Best Tools To Steal A Motorcycle

Know the mind of your enemy to protect your machine

tools
A motorcycle thief's toolkit.Jeff Allen

Want to be a real scumbag? Go steal a motorcycle. You'll instantly rank with the thousands of other miserable twits in this country who went after someone else's pride and joy for a quick buck.

But really, don't. More than 45,000 people came out for a ride only to find their bike gone last year. Same for the year before that, and the year before that. It's the stuff of nightmares for a rider who has put their hard-earned money and time into a motorcycle.

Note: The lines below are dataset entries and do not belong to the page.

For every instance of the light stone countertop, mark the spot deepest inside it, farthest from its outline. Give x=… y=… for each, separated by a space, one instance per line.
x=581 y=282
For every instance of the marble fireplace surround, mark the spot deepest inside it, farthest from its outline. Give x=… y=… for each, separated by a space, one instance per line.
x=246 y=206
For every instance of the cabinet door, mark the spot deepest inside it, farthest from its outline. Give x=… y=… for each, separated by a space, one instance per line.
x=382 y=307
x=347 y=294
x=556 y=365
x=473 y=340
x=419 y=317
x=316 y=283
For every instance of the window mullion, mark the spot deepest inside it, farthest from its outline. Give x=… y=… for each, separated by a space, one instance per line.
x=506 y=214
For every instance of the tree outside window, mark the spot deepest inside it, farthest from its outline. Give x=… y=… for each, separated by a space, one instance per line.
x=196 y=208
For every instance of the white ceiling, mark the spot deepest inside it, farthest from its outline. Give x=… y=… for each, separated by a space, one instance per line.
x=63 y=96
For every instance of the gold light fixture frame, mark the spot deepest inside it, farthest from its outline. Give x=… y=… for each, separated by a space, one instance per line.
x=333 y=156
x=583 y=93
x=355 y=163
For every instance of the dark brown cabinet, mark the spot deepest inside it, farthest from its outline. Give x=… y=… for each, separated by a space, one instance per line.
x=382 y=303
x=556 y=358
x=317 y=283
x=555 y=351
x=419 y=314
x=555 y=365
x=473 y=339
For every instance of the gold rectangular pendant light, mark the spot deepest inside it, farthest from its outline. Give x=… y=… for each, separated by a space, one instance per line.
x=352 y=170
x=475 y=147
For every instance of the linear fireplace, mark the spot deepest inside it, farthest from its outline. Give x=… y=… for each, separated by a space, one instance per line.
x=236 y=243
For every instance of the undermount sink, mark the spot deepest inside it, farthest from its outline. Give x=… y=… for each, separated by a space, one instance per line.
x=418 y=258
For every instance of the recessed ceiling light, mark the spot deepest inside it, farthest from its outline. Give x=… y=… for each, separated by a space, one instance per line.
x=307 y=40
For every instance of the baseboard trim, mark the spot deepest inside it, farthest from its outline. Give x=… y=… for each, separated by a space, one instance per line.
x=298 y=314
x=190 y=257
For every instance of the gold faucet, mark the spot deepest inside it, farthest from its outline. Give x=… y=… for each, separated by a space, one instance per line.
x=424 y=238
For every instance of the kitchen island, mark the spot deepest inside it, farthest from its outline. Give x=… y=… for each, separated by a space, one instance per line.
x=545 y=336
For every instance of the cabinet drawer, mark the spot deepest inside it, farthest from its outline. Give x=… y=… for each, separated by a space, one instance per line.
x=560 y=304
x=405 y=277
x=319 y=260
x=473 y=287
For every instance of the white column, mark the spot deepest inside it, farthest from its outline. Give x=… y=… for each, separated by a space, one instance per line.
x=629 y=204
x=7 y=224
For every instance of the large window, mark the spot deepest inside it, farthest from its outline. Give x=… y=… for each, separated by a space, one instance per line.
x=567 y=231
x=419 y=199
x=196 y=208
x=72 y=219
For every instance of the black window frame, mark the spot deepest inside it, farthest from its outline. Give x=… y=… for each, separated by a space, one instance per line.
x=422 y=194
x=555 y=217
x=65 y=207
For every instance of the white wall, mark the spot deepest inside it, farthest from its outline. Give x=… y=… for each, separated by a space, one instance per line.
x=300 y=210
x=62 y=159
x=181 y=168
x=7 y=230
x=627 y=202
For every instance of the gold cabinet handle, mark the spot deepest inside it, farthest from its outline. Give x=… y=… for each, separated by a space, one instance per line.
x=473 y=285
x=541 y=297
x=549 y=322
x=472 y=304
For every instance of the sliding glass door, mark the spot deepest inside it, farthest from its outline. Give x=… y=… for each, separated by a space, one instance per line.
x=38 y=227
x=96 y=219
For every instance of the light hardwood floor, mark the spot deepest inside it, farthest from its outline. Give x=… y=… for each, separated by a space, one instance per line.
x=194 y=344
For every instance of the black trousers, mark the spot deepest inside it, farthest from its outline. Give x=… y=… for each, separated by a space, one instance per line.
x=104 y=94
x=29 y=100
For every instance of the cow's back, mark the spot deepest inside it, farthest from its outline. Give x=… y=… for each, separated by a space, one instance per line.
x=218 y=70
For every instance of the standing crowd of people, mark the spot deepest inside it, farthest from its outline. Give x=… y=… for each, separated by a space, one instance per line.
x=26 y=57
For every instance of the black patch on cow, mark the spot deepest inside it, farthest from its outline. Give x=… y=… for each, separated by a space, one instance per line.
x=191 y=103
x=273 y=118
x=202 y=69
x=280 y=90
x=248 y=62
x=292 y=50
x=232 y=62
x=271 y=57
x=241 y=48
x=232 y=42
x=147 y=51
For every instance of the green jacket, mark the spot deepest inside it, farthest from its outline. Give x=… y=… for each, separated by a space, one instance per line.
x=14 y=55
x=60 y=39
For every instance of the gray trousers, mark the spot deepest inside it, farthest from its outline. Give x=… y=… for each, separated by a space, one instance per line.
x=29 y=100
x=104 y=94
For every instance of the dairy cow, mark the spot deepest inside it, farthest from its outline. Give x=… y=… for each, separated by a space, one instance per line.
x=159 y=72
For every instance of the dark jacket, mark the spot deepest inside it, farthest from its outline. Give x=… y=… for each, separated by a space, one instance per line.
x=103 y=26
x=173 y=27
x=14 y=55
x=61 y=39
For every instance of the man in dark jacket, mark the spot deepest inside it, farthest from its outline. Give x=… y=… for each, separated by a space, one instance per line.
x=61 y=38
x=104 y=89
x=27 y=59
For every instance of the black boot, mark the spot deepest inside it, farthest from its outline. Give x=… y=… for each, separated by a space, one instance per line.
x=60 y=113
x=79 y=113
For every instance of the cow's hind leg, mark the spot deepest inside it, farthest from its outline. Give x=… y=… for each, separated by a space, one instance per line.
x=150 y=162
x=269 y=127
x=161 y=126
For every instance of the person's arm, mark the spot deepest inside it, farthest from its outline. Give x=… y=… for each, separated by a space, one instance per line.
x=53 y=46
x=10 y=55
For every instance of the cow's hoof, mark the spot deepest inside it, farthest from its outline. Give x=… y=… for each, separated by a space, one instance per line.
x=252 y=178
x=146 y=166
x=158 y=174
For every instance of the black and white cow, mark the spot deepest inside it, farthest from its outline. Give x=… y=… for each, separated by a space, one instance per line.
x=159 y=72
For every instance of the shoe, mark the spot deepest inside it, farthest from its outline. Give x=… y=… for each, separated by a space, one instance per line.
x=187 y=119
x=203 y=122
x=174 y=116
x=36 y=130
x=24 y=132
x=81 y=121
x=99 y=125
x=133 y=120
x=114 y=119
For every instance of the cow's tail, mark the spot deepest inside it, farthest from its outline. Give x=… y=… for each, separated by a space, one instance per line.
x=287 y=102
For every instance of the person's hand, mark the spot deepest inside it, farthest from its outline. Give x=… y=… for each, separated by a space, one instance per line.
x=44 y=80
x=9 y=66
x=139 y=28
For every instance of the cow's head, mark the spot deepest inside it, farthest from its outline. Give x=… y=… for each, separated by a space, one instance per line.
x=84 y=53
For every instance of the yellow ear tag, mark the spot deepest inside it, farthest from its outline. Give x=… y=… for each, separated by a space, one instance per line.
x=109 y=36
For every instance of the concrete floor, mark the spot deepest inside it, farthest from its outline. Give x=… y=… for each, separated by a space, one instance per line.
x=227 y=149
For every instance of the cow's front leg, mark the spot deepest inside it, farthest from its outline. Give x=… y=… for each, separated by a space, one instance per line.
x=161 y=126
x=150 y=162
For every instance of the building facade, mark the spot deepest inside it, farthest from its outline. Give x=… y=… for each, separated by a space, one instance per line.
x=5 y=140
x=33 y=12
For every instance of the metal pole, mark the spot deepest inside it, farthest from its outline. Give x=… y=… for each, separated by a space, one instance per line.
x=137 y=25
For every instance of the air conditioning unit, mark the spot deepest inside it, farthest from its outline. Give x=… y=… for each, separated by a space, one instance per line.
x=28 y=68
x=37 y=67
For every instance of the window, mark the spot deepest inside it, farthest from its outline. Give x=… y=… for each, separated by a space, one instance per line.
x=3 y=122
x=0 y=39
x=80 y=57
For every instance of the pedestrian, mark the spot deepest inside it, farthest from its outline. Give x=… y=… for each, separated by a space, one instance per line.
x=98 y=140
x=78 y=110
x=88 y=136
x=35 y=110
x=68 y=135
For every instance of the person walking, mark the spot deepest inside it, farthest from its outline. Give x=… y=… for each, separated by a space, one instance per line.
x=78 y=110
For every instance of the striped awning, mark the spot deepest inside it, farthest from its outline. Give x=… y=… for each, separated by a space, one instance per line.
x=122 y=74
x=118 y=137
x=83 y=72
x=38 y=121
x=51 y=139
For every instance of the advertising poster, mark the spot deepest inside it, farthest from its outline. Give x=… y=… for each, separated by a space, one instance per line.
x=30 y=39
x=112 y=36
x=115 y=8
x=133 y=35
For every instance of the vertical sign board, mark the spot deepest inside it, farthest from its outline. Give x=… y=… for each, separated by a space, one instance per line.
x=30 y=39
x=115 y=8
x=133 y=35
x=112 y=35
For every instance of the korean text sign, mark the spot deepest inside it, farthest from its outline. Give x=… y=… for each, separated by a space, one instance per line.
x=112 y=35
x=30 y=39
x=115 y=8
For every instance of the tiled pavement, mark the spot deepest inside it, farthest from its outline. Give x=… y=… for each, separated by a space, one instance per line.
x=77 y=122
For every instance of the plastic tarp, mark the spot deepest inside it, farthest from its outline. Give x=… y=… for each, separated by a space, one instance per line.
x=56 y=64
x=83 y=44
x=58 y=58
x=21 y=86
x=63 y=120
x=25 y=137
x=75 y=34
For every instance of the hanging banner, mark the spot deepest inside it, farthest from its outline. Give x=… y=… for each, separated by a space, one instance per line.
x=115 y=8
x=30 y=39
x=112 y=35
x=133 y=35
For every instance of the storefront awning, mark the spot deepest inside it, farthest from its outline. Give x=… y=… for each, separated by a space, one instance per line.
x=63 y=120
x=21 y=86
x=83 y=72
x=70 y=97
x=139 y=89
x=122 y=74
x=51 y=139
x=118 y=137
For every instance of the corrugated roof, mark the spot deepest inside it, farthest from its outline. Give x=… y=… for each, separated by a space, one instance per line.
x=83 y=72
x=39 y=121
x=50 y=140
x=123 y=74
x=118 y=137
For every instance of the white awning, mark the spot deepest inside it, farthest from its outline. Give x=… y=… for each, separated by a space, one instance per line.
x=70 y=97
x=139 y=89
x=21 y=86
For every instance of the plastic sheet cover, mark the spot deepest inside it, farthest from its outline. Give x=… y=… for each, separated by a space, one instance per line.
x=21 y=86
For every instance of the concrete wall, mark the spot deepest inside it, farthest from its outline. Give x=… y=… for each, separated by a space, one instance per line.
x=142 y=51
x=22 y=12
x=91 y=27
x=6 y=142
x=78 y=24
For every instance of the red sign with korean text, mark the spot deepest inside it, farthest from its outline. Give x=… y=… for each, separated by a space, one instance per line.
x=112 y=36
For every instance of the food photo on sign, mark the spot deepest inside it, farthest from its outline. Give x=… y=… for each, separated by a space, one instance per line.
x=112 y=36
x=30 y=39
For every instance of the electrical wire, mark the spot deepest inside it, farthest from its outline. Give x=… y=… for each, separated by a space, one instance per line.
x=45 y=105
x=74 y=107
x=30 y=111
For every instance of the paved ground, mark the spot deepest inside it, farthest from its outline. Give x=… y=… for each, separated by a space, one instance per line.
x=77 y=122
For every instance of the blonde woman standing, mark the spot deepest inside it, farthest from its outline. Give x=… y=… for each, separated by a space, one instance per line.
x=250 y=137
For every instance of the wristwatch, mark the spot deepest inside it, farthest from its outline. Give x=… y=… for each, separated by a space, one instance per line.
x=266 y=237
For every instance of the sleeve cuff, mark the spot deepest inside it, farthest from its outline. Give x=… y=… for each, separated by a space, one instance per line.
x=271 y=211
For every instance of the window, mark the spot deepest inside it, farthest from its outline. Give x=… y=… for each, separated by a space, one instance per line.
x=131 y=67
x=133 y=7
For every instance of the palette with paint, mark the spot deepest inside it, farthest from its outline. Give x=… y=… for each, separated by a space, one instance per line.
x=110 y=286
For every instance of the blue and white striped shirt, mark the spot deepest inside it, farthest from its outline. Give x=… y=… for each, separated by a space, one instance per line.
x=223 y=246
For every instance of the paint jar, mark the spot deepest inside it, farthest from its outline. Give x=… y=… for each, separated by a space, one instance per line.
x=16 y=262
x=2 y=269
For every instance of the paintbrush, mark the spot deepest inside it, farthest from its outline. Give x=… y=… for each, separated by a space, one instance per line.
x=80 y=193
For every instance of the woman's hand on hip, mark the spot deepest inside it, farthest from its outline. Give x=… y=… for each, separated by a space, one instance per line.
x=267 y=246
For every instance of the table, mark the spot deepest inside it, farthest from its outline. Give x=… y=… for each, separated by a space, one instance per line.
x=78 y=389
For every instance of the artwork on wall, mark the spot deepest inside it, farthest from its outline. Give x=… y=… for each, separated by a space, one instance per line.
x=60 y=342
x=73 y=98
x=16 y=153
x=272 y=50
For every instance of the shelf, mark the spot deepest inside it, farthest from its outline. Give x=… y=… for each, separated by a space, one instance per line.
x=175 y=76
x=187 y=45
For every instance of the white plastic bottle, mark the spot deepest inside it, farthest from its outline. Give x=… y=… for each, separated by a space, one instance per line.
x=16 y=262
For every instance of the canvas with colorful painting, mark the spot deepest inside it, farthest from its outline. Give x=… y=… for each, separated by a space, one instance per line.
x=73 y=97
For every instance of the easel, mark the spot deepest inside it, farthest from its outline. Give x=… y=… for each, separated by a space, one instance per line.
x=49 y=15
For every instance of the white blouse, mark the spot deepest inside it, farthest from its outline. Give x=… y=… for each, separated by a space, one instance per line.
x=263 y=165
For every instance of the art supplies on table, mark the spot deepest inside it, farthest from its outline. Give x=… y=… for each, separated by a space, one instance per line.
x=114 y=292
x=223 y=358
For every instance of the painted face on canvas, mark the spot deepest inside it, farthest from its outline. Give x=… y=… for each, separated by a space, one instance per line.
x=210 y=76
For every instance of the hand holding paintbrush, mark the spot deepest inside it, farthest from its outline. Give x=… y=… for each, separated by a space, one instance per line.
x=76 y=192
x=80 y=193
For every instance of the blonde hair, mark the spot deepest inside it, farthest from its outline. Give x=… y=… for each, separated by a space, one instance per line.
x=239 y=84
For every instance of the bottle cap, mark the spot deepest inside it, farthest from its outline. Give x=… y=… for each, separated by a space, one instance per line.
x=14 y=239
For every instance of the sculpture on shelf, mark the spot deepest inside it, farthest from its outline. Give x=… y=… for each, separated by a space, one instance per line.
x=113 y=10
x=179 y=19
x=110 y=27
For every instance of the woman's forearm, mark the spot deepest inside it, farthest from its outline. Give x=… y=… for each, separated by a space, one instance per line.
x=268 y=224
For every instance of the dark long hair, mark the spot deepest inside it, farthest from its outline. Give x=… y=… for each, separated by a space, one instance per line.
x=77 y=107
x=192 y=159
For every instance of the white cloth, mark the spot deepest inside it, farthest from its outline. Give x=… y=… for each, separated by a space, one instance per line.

Safety measures such as chain locks, disc-brake alarms, locked covers, steering locks, or tracking devices are good, but aren't 100 percent foolproof because these depraved goons are coming for your precious metal with some serious tools. But if you know what's in their kit, you'll be better prepared to protect your ride.

Heavy-duty bolt cutters are definitely on that list. They’re quiet and can be effective on cable locks and thick chain. If the thief is even less discreet, you can bet there’ll be a battery-powered angle grinder in the mix too. What you lose in subtlety, you gain in speed and cutting power—in a Motorcyclist test, the toughest chain available lasted scarcely more than three minutes against a grinder. Canned air, or more specifically, the difluoroethane inside those cans, can be effective too, freezing locks and allowing a thief to bust through them with a hammer. For the clever and mechanically adept, a screwdriver, wire cutters, and a little wire are enough to make off with your machine. For other theft rings, a van is more their style because thieves can get the bike out of sight quick.

Knowledge is power. Look at your machine with a thief’s perspective and put a few protective measures in place, then you can rest assured your bike will stay right where you left it.